Le Cameroun réaffirme l’interdiction des programmes de doctorat dans les universités privées
Le ministère de l’Enseignement supérieur a publié une nouvelle directive réaffirmant qu’aucune université privée ni aucun établissement privé d’enseignement supérieur n’est autorisé à offrir des programmes de doctorat au Cameroun. Il s’agit de la position la plus ferme adoptée par le gouvernement dans sa volonté de réguler la formation doctorale à l’échelle nationale.
Le communiqué, signé le 13 avril 2026 par le ministre de l’Enseignement supérieur, Pr Jacques Fame Ndongo, avertit que tout doctorat obtenu dans un établissement privé ou via un partenariat étranger opéré localement ne sera pas reconnu par l’État.
Cette mise au point intervient alors que les autorités dénoncent une multiplication de formations doctorales non autorisées, notamment à travers des partenariats offshore et des programmes à distance proposés par certains établissements privés.

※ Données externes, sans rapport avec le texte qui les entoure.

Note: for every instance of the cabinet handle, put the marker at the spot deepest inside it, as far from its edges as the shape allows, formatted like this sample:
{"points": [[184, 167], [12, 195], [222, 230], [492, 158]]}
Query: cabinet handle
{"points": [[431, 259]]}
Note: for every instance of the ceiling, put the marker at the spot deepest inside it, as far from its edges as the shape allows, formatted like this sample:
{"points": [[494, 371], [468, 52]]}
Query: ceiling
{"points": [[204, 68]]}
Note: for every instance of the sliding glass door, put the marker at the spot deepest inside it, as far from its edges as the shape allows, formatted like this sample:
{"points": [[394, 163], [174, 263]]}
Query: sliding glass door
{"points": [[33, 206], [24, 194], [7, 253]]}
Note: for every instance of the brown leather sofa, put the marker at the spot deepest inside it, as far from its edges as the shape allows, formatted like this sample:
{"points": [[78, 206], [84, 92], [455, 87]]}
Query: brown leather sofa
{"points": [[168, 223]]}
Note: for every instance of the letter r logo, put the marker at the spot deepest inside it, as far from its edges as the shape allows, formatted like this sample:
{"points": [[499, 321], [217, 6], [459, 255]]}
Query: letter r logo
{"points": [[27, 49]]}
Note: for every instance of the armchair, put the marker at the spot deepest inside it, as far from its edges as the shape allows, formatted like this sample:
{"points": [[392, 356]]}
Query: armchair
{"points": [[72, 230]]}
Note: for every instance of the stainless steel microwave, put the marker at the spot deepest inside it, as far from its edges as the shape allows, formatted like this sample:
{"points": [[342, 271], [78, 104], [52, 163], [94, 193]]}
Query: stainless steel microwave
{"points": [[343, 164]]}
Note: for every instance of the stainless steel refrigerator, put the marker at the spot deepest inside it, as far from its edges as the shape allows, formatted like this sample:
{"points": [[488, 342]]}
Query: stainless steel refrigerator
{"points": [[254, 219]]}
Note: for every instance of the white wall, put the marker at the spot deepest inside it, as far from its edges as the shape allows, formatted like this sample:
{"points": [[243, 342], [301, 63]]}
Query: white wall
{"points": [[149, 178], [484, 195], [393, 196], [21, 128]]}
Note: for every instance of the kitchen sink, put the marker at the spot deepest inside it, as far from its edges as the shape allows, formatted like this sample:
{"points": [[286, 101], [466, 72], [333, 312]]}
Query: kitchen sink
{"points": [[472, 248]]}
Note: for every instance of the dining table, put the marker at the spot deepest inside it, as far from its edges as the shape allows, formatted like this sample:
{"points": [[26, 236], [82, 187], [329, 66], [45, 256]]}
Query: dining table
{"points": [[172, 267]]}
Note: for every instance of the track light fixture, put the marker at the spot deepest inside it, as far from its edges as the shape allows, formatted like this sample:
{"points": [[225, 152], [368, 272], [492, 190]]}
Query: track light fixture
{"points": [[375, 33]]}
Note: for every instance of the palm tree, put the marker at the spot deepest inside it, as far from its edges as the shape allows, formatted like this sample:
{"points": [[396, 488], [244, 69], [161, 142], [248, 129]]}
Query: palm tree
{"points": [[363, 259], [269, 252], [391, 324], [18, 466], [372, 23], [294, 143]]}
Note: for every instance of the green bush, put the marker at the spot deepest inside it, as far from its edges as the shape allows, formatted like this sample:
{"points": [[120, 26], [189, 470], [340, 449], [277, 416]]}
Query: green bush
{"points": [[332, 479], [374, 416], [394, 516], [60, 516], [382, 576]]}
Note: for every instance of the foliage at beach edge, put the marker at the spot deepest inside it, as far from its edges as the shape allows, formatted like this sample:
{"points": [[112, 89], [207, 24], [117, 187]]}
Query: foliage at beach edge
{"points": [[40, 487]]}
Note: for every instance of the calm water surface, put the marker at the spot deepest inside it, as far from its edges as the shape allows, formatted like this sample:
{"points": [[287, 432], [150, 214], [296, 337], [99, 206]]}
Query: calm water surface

Le gouvernement déclare illégaux tous les doctorats du secteur privé
Selon le ministère, seules les universités publiques sont habilitées à organiser des formations doctorales. La directive précise que :
- Les universités privées ne peuvent pas recruter, former ou diplômer de doctorants.
- Tout établissement proposant un doctorat agit en violation de la loi.
- Les étudiants inscrits dans ces programmes risquent d’obtenir des diplômes non reconnus.
Les autorités justifient cette interdiction par les exigences élevées de la formation doctorale : infrastructures de recherche, laboratoires accrédités, enseignants permanents qualifiés, des ressources dont la majorité des établissements privés ne disposent pas.
Le ministère affirme que cette mesure vise à préserver la qualité académique et à éviter que des étudiants investissent dans des diplômes sans valeur professionnelle ou administrative.
Une offensive contre les doctorats “offshore” et les partenariats étrangers
La directive de 2026 cible également un phénomène en expansion : les programmes doctoraux proposés par des universités étrangères mais délivrés localement via des institutions privées camerounaises.
Le ministère est catégorique :
- Aucun partenariat doctoral offshore n’est actuellement autorisé au Cameroun.
- Les diplômes issus de ces programmes ne seront pas validés.
- Les établissements impliqués s’exposent à des sanctions.
Cette décision touche de nombreux étudiants inscrits dans des parcours doctoraux affiliés à des universités étrangères mais opérés sur le territoire camerounais.
Des étudiants dans l’incertitude face à l’invalidité de leurs diplômes
Les conséquences sont immédiates pour les doctorants inscrits hors du système public. Les diplômes issus de programmes privés ou offshore ne seront pas acceptés pour :
- les concours de la fonction publique
- les promotions académiques
- l’évolution professionnelle
- la reconnaissance officielle des titres
Certains étudiants s’inquiètent des frais déjà engagés, tandis que d’autres cherchent à savoir s’il sera possible d’intégrer une université publique.
Les universités publiques rouvrent les doctorats sous de nouvelles règles strictes
Cette interdiction intervient alors que le gouvernement a décidé de rouvrir les admissions en doctorat dans les universités publiques, après deux années de suspension. Pour l’année académique 2025/2026, le ministère a fixé un quota national de 600 doctorants, répartis entre 11 universités d’État.
Le nouveau cadre prévoit :
- L’admission réservée aux titulaires d’un Master Recherche.
- Une note minimale de 12/20.
- Un encadrement limité à 3 doctorants camerounais et 2 étrangers par directeur de thèse.
- Des frais annuels fixés à 50 000 FCFA pour les nationaux.
- La prise en charge par l’État des coûts d’encadrement et de soutenance.
Les autorités affirment que ces réformes visent à renforcer la qualité de la recherche, réduire la surcharge des encadreurs et aligner la formation doctorale sur les standards internationaux.
Vers une centralisation totale de la formation doctorale
Avec la directive de 2026, le Cameroun centralise désormais l’ensemble de la formation doctorale au sein des universités publiques. Les établissements privés peuvent continuer à proposer des licences et des masters, mais le doctorat reste exclusivement réservé au secteur public.
Le ministère estime que ces mesures sont nécessaires pour garantir l’intégrité académique et maintenir la crédibilité des diplômes camerounais, tant au niveau national qu’international.